I was more than intrigued, after watching for a few minutes, and settled in to view the entire film. 

Mesmer stars Alan Rickman, Gillian Barge, Amanda Ooms and Martin Schwab. The 1994 biography/drama was directed by Roger Spottiswoode and has a run time of 1 hour and 47 minutes. The movie is unrated, however, I’d give it a PG-13 rating, for adult themes. 

Dr. Franz Anton Mesmer (Rickman) is a physician in 18th century Vienna, who uses unconventional methods for bringing relief to the ill. Whether the suffering are plagued by physical or mental disorders, Dr. Mesmer believes that the patients have some responsibilities, both for their diseases and their cures. 


He employs what he terms “animal magnetism”, an invisible fluid that courses through all living creatures, to confront illness or dis-ease in the body, bringing about an eventual cure. Mesmer has learned to use the magnetism that runs through his own body to begin the healing process in another. 

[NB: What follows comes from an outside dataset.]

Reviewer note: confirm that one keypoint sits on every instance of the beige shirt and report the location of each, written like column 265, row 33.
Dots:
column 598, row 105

However, virtually everyone, including Mesmer’s wife (Barge), believes the doctor to be a fraud, a charlatan, engaging the patient’s imagination with his own charisma, rather than creating true healing. At a time when blood letting was the most oft used course of treatment for all illnesses, Mesmer’s techniques seemed more magical than medical. 

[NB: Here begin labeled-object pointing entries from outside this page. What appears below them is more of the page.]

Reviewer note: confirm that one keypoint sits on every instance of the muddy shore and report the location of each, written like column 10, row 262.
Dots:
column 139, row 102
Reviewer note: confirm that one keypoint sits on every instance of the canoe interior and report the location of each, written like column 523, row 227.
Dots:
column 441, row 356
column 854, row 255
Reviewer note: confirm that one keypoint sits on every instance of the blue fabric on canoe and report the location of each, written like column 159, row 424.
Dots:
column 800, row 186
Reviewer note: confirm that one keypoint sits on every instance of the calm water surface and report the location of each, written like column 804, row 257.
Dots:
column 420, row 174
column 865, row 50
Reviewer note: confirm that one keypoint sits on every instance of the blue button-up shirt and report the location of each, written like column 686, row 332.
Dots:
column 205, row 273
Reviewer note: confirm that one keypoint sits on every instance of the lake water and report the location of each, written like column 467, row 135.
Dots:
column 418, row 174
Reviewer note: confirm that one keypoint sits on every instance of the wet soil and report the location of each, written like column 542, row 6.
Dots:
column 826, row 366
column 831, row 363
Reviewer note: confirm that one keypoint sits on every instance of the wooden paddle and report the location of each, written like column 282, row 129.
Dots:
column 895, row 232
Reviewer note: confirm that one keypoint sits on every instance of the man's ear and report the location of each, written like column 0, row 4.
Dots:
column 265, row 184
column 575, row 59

Mesmer has the opportunity to fully use his unorthodox practices on young pianist Maria Theresa Paradies (Ooms), who has suffered from blindness and fits of severe pain since early childhood. Maria’s abusive father (Schwab), who does not want his daughter to be healed, seeks to have Mesmer ostracized from Vienna. No one, from the haughty medical community, to Mesmer’s jealous wife, believes in the amazing claims the doctor makes, even when it appears that Maria regains her sight. 

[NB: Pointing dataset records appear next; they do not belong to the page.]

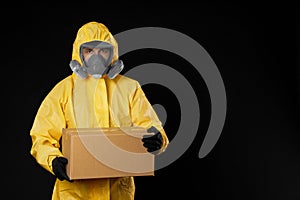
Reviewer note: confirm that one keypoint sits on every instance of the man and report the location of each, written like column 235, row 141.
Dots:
column 94, row 95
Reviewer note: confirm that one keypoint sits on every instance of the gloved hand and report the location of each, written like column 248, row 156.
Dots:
column 59, row 168
column 152, row 142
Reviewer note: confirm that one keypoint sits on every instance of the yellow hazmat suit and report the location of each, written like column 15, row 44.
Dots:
column 90, row 103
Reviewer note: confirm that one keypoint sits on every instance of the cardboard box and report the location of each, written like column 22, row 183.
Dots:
column 106, row 152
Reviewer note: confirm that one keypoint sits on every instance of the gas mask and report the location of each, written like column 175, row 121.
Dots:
column 96, row 65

Is he a charlatan, a fraud…or a genius? 

This was a fascinating movie. I was so curious about whether the story was based on fact, that I paused about 2/3 of the way through, and did research. Franz Mesmer was an actual person, who did propose his theory of an invisible force that could be transferred between living beings and even inanimate objects. He was totally misunderstood and his theories never proven, even though a council that included American Benjamin Franklin studied his techniques and attempted to identify the invisible fluid that Mesmer spoke of.

 The real Franz Mesmer.  

I recognized that Mesmer, whose methods created the word “mesmerize”, was familiar with and used energy flow. He called it an invisible fluid and magnetism, which is an accurate way to describe chi, or the life energy that flows through us all. His manner of using his own hands to direct that invisible force, bringing healing to others, is very similar to the practice of reiki. 

Alan Rickman’s portrayal of Dr. Mesmer created deep sympathy within me. As a boy, Franz saw the harmony in nature and the disharmony, in mind and body, of humans. That imbalance, he believed, led to many of the ailments that people suffered from. “How could I not try to help?” he asked. 


Mesmer believed that the eyes could see inwardly, as well as outwardly, and that each person must begin the journey toward healing by gazing inside first.  He didn’t offered immediate healing. He knew it was a day by day journey. However many who sought him out were disillusioned when their afflictions weren’t instantly cured. Mesmer appeared to live in the moment, knowing that past trauma could result in disorders and that trying to live in the future created anxieties of the mind and spirit. Sadly, he was way ahead of his time, in his thoughts and beliefs. And truthfully, even by today’s medical standards,  his energy practices would still be considered unconventional by many. 

This is a film, a story, that will stay with me for a long time. I truly was…well…mesmerized by Mesmer, and appreciative of his work, his heart and his vision. I’ll never again hear that word that’s synonymous with enchantment, without thinking of Dr. Franz Mesmer.